Los juicios sumarísimos siguieron y los pacíficos opositores fueron condenados a penas de hasta 28 años de cárcel, poco después fusilaron a los secuestradores de la embarcación, cuyo error no provocó víctimas. Se amplió la condena en todo el mundo, y en junio, el Grupo de Trabajo de Detenciones Arbitrarias de las Naciones Unidas consideró arbitrario el encarcelamiento de los 75 disidentes y Amnistía Internacional los declaró prisioneros de conciencia.

La razón está de su lado

Desde esa fecha han pasado seis años en prisiones a cientos de kilómetros de sus hogares, confinados en celdas de aislamiento, mal alimentados, enfermos —incluso los que llegaron jóvenes y fuertes—, bebiendo agua contaminada, rodeados de nubes de mosquitos y moscas, con asistencia médica manipulada y correspondencia interceptada. Con el tiempo, veinte de los encarcelados en el Grupo de los 75 han recibido licencia extrapenal por padecer serias enfermedades. De ellos, Miguel Valdés Tamayo falleció en un hospital de La Habana, nueve permanecen en el país, bajo la amenaza de ser devueltos a prisión en cualquier momento, y Reinaldo Labrada Peña fue liberado tras cumplir la condena. Los 54 prisioneros han vivido cambios de "régimen", pero alrededor de veinte aún están muy lejos y algunos tienen restringidas las visitas cada tres meses.

Hay casos extremos, aunque no los únicos, como Librado Linares, que se está quedando ciego; el doctor José Luis García Paneque y Normando Hernández, que no asimilan los alimentos; Arturo Pérez de Alejo, con serias dolencias, y Antonio Villareal, sumido en profundo estado depresivo. Las terribles condiciones y el estrés por la convivencia con presos comunes, la mayoría de alta peligrosidad, así como las preocupaciones por sus familias, han constituido torturas psicológicas permanentes.

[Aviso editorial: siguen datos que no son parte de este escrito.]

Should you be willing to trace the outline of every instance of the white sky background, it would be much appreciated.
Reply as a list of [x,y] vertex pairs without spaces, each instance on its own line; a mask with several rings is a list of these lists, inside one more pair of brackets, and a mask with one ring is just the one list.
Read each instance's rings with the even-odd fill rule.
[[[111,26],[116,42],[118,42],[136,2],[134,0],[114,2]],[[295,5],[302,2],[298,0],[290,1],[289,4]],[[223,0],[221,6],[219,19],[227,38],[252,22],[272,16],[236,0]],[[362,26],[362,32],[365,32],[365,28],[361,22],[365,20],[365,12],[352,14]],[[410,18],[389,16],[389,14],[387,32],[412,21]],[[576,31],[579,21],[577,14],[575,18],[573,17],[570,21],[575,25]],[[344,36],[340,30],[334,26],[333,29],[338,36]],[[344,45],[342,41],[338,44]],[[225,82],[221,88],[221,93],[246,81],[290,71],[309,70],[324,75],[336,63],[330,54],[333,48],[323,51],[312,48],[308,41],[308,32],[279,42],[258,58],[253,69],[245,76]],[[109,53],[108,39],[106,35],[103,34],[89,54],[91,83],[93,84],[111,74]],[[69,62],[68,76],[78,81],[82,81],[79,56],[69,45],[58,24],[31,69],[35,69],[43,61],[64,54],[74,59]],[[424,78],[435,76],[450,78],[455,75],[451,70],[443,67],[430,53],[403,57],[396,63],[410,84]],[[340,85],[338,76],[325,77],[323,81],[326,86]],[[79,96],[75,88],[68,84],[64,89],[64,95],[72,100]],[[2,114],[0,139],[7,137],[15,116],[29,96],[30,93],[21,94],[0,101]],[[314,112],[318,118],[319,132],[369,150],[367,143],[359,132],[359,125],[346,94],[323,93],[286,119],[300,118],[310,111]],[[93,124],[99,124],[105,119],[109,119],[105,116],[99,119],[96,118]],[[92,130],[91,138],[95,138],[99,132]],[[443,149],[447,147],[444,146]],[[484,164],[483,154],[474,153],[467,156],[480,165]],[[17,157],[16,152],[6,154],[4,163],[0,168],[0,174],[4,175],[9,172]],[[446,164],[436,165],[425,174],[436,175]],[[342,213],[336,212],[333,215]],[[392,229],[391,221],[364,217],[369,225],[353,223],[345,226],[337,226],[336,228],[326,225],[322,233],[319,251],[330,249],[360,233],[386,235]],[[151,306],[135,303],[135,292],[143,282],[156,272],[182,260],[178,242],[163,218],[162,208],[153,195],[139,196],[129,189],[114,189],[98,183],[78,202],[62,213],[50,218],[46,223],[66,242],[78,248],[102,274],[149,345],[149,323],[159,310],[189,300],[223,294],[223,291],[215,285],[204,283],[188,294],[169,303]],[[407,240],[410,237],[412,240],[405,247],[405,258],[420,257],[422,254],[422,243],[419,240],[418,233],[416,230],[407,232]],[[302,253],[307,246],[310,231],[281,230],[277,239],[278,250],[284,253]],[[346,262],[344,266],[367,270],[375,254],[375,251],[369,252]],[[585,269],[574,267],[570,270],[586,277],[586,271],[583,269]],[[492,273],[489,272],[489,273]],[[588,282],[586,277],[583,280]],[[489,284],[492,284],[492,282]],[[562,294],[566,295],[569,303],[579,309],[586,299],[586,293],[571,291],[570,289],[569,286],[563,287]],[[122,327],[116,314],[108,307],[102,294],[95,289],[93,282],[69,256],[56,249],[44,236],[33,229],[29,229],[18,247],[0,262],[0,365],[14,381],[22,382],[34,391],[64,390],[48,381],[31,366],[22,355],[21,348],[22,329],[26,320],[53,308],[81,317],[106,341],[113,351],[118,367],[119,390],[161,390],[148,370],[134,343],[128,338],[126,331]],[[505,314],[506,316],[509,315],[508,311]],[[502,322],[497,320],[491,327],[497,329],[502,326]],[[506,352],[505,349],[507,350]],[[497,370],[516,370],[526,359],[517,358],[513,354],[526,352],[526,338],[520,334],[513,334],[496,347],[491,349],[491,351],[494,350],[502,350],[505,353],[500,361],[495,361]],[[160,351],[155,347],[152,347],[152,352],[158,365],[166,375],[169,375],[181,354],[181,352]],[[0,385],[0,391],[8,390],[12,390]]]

Sus esposas, madres, padres, hijos, hermanas y tías fueron también condenados esa terrible primavera. Al dolor de saber que sus seres queridos se encuentran en condiciones infrahumanas, se añaden las dificultades económicas para afrontar la manutención familiar, llevar a prisión todo lo imprescindible —desde jabón hasta alimentos— y el alto costo del transporte para llegar a las más recónditas prisiones. Esta situación se ve aderezada con la vigilancia cotidiana y las represalias de la Seguridad del Estado y los informantes.

En ese entorno crece el pequeño que tenía 14 días cuando se llevaron a Fidel Suárez Cruz, el orgulloso César por tener un padre como Librado y los dos hijos adolescentes de Ricardo González Alfonso. Así murió en un accidente automovilístico la niña de nueve años de Juan Carlos Herrera Acosta, quien sufre por no poder llevarle flores a la tumba. Muchos hijos añoran la compañía de sus padres y muchos ancianos han muerto sin volver a ver a sus hijos, aunque, a sus 80 años, Catalina Cano viaja desde La Habana hasta Cienfuegos para atender a su sobrino Marcelo.

A pesar de estas inclemencias, los familiares están convencidos de que la razón está de su lado. Han pasado seis años y los cambios en Cuba deberían comenzar por hacer justicia con la liberación incondicional de esas personas que han pretendido expresar sus opiniones para contribuir al bienestar del pueblo y el progreso de la nación.